Le gouvernement du président Andres Manuel Lopez Obrador a annoncé mercredi des renforts sécuritaires dans une région du Mexique touchée par la recrudescence des violences attribuées au narcotrafic, testant sa stratégie contre les cartels.

Lopez Obrador s’est rendu avec son gouvernement dans l’État de Zacatecas, où 16 corps ont été retrouvés pendus depuis jeudi, une méthode d’intimidation habituelle pour les cartels lorsqu’ils se disputent le territoire et les marchés de la drogue. Zacatecas a enregistré 1 277 assassinats en 2021, contre 920 en 2020 et 560 en 2019, selon le ministre de la Défense Luis Cresencio Sandoval.

Selon les experts et les autorités, la région est devenue un champ de bataille entre les deux groupes criminels les plus puissants du pays, l’héritier du cartel de Sinaloa de « Chapo » Guzman, qui purge une peine d’emprisonnement à perpétuité aux États-Unis. United et Jalisco Nouvelle Génération.

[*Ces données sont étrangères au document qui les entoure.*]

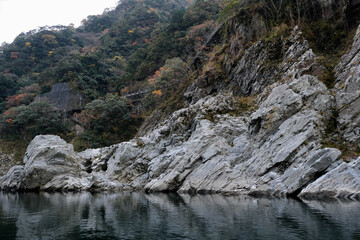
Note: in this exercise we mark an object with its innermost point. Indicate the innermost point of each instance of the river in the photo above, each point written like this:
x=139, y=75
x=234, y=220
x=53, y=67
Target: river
x=171, y=216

Les États-Unis ont promis 10 millions de dollars pour l’arrestation de leur leader, Nemesio Oseguera Cervantes.

« Nous devions être là, dans ces circonstances d’insécurité et de violence », a déclaré le président Lopez Obrador, venu soutenir le gouverneur David Monreal Avila, qui appartient à son parti Mouvement pour la régénération nationale (Morena).

Le ministre de la Défense a annoncé 460 renforts militaires dans la région. « Nous éviterons ainsi la confrontation de groupes criminels qui génèrent des violences dans l’Etat », a déclaré M. Sandoval.

Au total, 3 848 éléments de l’armée sont déjà déployés dans la région.

Face au rebond des violences, le gouvernement régional a licencié son responsable régional de la sécurité la semaine dernière, le remplaçant par un général à la retraite, Adolfo Marin Marin.

Selon les chiffres officiels, le Mexique a enregistré plus de 300 000 assassinats depuis 2006, lorsque l’ex-président Felipe Calderon a lancé une guerre totale contre le trafic de drogue.

Issu de l’opposition, le président de gauche Lopez Obrador a voulu mettre en place une politique d’« abrazos, no balazos » (« bisous, pas de couilles »).